Click here for search results

Module 12 - Agriculture Sector Program Lending


The Agriculture Sector Program (ASP), a sector approach to development, is a medium- to long-term national program specifically for agriculture. The formulation, scope, and sequencing of an ASP depends on the depth of the country’s private sector, the status of its policy framework, and its institutional capacity to plan and implement a development program. Donors support government priorities as contained in the program. This eliminates the fragmentation, duplication, and lack of country ownership common under the conventional project investment approach. Donor involvement should include technical assistance for capacity building (through training of preparation and management teams, workshops, and other activities), sector studies, and developing information and communication systems.

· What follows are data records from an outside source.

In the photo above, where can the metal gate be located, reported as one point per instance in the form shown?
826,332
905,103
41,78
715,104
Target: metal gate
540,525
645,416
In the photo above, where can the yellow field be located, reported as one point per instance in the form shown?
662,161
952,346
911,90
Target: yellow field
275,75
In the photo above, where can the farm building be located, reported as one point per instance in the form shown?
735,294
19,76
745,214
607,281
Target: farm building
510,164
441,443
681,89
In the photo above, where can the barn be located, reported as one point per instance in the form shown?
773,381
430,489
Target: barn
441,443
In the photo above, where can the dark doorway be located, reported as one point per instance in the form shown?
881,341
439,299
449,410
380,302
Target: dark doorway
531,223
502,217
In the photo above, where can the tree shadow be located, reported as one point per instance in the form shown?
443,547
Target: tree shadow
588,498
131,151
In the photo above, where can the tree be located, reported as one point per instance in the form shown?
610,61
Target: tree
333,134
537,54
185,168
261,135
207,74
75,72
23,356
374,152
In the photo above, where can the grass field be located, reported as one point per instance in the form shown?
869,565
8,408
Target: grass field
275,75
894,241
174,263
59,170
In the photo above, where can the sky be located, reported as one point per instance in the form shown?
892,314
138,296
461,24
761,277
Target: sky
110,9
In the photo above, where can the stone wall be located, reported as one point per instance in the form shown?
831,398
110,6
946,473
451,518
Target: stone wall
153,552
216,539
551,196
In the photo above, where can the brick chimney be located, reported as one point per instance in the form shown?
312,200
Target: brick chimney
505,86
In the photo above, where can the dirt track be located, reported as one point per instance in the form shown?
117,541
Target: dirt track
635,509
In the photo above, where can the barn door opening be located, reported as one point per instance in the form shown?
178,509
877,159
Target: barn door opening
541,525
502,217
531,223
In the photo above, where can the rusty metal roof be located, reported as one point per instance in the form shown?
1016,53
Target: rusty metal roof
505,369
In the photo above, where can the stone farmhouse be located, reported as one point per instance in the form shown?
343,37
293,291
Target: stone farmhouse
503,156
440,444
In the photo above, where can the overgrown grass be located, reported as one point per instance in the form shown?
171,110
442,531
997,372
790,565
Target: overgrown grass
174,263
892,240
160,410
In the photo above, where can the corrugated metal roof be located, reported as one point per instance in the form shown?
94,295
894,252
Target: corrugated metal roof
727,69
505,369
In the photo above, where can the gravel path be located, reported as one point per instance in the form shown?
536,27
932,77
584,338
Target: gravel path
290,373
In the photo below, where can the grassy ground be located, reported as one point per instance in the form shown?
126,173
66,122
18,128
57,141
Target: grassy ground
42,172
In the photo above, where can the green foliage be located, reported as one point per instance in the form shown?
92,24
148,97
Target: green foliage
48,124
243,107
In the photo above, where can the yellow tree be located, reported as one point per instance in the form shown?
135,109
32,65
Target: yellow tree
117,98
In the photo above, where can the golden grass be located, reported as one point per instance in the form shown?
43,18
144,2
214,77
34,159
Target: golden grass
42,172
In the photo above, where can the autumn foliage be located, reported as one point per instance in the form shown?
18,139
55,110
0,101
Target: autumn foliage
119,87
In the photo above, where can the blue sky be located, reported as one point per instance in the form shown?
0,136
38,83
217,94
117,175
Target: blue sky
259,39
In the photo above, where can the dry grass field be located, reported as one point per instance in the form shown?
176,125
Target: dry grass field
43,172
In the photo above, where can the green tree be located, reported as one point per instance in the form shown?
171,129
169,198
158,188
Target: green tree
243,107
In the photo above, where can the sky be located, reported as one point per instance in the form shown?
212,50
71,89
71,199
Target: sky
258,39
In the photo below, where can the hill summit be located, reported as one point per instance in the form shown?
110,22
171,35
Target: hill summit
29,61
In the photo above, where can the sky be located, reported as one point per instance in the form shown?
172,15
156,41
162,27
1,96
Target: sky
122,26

In many countries, the effectiveness of donor assistance to agriculture has been less than satisfactory. An important reason is that when aid is delivered through a variety of projects, it results in a fragmented approach to agricultural development. Even if individual projects are well designed, the multiplicity of donors, objectives, management systems, and procedures make it difficult for sector managers to absorb and manage aid efficiently. Often donors have taken the lead in identifying, designing, and implementing projects. Although they do so with good intentions, this does little to help the country develop capacity or foster a sense of ownership of its development projects.

Sectorwide Programs in Agriculture

Sectorwide programs in agriculture, as in other sectors, function as an umbrella to help ensure the coherence of donor-supported government activities. Sector program approaches support a single sector policy and expenditure program, under government leadership, adopting uniform procedures to disburse and account for all funds. A sector program is defined as one that covers all the activities in a given sector (often used to mean all the activities of a government ministry’s budgetary programs). A sectorwide program: (1) is sectorwide in scope or coverage; (2) is based on a coherent sector policy framework; (3) is prepared and managed by local stakeholders; (4) includes program participation by all major donors, thus avoiding duplication and conflict with other donor projects; (5) adopts, to the extent possible, the same arrangements for accounting, budgeting, procurement, and progress reporting, for all donors; and (6) is in line with the country’s institutional capacity.

Benefits

Evidence suggests that projects perform significantly worse in situations of macroeconomic instability. However, stand-alone projects are ill-equipped to initiate macroeconomic reform, and adjustment lending, although suited to addressing “stroke of the pen reforms” (such as export tariff elimination), is not very successful in dealing with complex issues requiring longer gestation periods (for example, privatization of parastatals). ASP combines reforms in key sectoral policies, expenditure patterns, and institutions with financing for a sectoral expenditure program with a longer-term horizon.